When I was writing Lanny I found out that a writer I know a bit, and admire a lot, Jon McGregor, had a new book coming out called Reservoir 13, about a missing child, and a village, told in a chorus of voices. I rang my agent and said I was binning my book, there was no way I was sending this weird little story into comparative combat with the mighty Jon McGregor. But actually it became apparent that the two books were profoundly different. They had different aims, different styles and came at the apparently similar subject in massively different ways. Jon emailed me to say that we might even celebrate the fact of our books being ‘branches of the same tree’.
Jealousy or rivalry are counter-productive emotions, especially for writers. I couldn’t write a Jon McGregor masterpiece if I tried. Only he can do that. I’d rather the more generative activity of comparing our very different approaches to a similar theme, asking what both books have to say about England, about community, about the missing child both literal and metaphorical. It’s a grim ecosystem if we can only have one of each plant.

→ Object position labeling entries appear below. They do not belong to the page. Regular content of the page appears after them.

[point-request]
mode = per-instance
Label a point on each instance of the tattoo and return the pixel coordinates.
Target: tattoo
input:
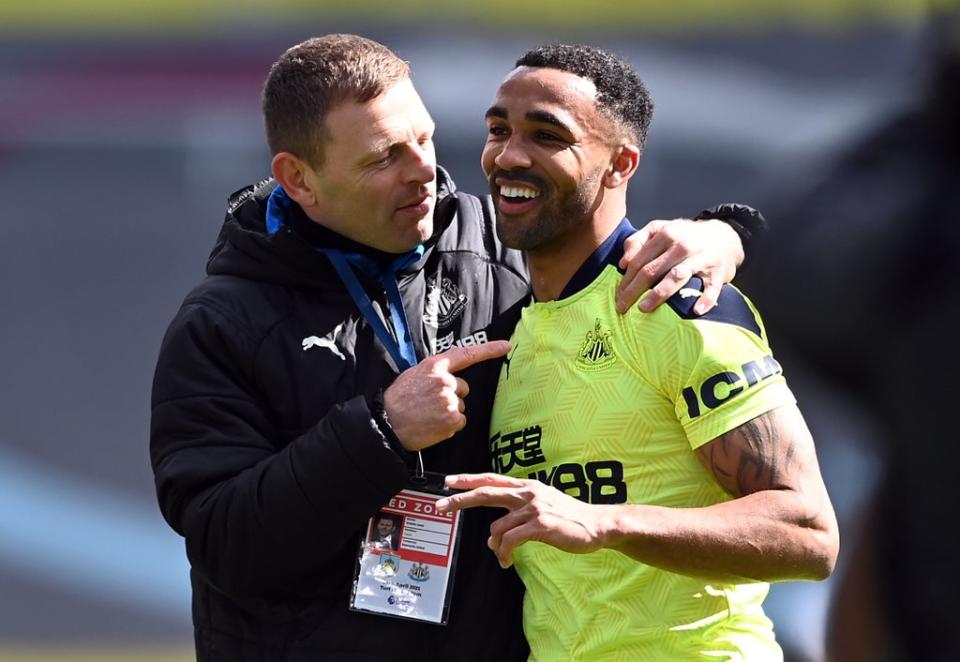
(756, 456)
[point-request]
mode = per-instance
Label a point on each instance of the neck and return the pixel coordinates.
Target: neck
(552, 266)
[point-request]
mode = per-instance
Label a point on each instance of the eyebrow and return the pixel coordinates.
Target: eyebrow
(540, 116)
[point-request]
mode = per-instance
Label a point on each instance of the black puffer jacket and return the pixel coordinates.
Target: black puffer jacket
(268, 462)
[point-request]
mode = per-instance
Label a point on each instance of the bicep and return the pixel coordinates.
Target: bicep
(773, 451)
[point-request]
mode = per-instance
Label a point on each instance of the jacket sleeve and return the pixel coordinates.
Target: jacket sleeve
(260, 516)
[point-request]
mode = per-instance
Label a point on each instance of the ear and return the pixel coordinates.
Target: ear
(622, 166)
(290, 171)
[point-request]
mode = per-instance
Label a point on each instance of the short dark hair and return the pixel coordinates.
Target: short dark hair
(312, 77)
(621, 95)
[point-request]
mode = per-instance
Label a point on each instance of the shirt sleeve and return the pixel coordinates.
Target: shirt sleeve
(717, 369)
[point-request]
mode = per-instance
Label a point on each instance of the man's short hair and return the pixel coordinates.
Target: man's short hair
(621, 95)
(312, 77)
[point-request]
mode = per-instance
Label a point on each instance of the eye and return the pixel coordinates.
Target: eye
(546, 135)
(385, 160)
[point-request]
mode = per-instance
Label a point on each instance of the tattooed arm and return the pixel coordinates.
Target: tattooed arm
(779, 526)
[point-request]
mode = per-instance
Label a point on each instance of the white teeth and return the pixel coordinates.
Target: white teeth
(518, 192)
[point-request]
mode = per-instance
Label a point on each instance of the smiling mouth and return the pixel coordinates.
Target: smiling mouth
(419, 207)
(513, 198)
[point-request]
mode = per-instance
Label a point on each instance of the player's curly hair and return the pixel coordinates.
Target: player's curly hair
(621, 95)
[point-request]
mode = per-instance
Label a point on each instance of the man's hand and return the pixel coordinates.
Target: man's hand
(672, 252)
(537, 512)
(425, 403)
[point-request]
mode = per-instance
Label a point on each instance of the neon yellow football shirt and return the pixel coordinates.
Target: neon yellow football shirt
(608, 409)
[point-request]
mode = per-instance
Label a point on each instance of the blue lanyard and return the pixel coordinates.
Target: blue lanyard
(400, 344)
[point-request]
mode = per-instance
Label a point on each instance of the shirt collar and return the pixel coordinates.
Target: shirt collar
(609, 252)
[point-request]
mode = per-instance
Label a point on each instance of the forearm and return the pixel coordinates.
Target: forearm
(772, 535)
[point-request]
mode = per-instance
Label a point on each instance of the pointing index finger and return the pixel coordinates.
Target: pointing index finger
(458, 358)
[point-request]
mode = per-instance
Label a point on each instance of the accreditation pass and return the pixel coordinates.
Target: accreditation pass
(406, 559)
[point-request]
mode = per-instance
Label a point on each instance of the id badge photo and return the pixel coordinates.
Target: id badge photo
(406, 558)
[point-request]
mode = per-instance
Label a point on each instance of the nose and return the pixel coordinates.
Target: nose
(513, 154)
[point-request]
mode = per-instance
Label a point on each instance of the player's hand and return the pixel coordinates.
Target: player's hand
(664, 255)
(425, 403)
(536, 512)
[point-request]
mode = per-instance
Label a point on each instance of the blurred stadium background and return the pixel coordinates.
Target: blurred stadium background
(124, 126)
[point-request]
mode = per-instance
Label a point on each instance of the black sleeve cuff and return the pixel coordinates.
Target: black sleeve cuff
(380, 419)
(745, 221)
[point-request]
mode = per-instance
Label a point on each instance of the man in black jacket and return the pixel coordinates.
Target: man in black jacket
(298, 378)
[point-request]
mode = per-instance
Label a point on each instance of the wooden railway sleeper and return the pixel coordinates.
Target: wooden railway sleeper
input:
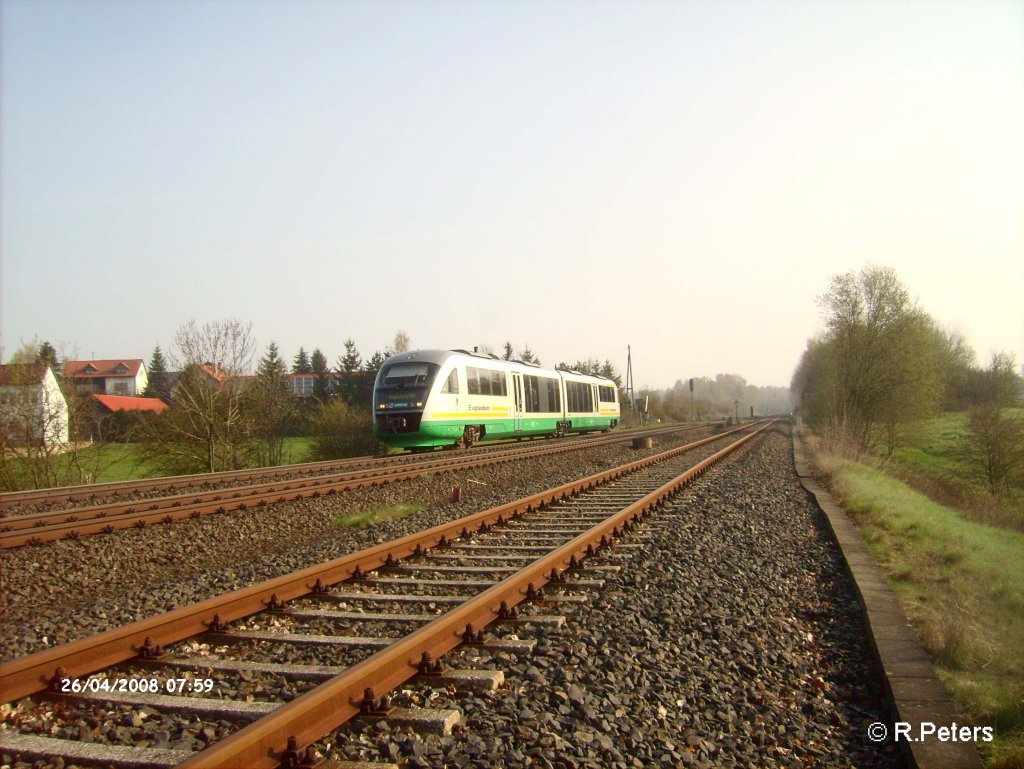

So, for the Waterstones Blog I thought I might clamber about in the woods around Lanny and recommend some other books that seem to me entangled or related, or just breathing the same air.
Robert Macfarlane and Stanley Donwood were working on Ness at the same time I was working on Lanny. Robert describes the two books as having been “burrowing towards one another unknowing”. Ness is like an apocalyptic fever dream feeding on English history, science and landscape. I like a book that can’t be categorised. Ness is a poem, a libretto, a script, a storybook, an organic slouching visionary thing unto itself. If Dead Papa Toothwort was stealing a book from the library, he’d be stealing Ness and really getting into it.
Daisy Johnson, who is one of the best writers in this country, has a terrifying new book out soon called Sisters about siblings and trauma and the architectural uncanny. The character of Jolie in Lanny is a writer, and she is writing crime, but if she were writing literary horror (and she was an astonishing stylist) then she might write a book like Sisters. I was most excited by the way Daisy Johnson plays with bodies in time, back and forth, with cuts and twists and layers of images. It’s a thumping good book, haunting, visceral and potent.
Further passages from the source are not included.